The user interfaces of Star Trek – vocal

One of the more interesting aspects of the computer systems on Enterprise is the human-computer interface. Computer stations are equipped with audio I/O, and a seemingly unlimited set of words, in unrestricted English. Here’s an example:

Computer. Digest log recordings for past five solar minutes. Correlate hypotheses. Compare with life forms register. Question: Could such an entity within discussed limits exist in this galaxy? (Episode: Wolf in the Fold)

There is no way with current technology that we could ever fathom such an understanding of English, or any language for that matter. The request also implies quite a high level of intelligence for the computer itself.

What about the whole speech thing?
So the Enterprise relies heavily on speech recognition and semantic comprehension of a natural language. Speech recognition takes phonemes (speech sounds) and tries to make them into words.  In Star Trek, recognition of spoken words has been completely solved. In 1977 the capabilities were akin to 1000 words recognized for one speaker. Is it any better today? Today we have Siri, maybe the forefront of speech I/O. Microsoft apparently has a word-error-rate (WER) of only 6.3%, slightly lower than IBM’s Watson team at 6.9%. In 1995, the WER was 43% (IBM). Speech recognition has always been challenging because every persons speech is so different, but great strides are being made.

Aside from this, semantic comprehension, or understanding is a completely different ballgame. What progress has there been on the design of algorithms to analyze statements?

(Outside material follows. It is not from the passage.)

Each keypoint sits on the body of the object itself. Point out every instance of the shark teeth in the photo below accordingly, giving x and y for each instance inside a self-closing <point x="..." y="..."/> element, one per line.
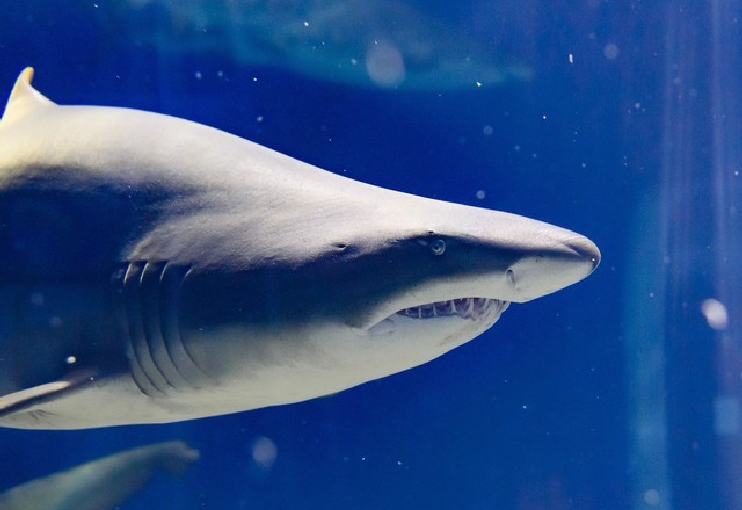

    before i wrote fig, i wanted to experiment with a language that was designed to be spoken, like in star trek (actually star trek was the inspiration.) the language was called “nudity” because it was bare of syntax that would need to be pronounced. its logo is still used for fig.

    obviously the computers in star trek have a very sophisticated ai, and im not an ai researcher. i would be into ai, except when i was 16 i decided that i was afraid of ai research moving too quickly, and didnt want to contribute even if i could. to see how its being used, i think im happy with that decision– not that all ai is bad or even worrysome.

    i tend to think of the speech that goes into the star trek computers as being mostly like google search queries– and a lot of processing goes into google search queries! but your example clearly defines instructions, still, they are just function calls.

    i mean if youd taken a very non-ai language like nudity and built enough libraries, throw a language processor on top and have processes (libraries) to be called and compared to that language processing (python nlp for example) youd just have to keep getting increasingly sophisticated over the years.

    i think you could have a more narrow language and vocabulary for the purpose of coding in a subset of english, but it would take years and years (and years) to build. of course, this sounds and could be naive– its still what i think about when i try to imagine how programs were created by officers in star trek. was it more like voice-controlled emacs, or google queries, or both?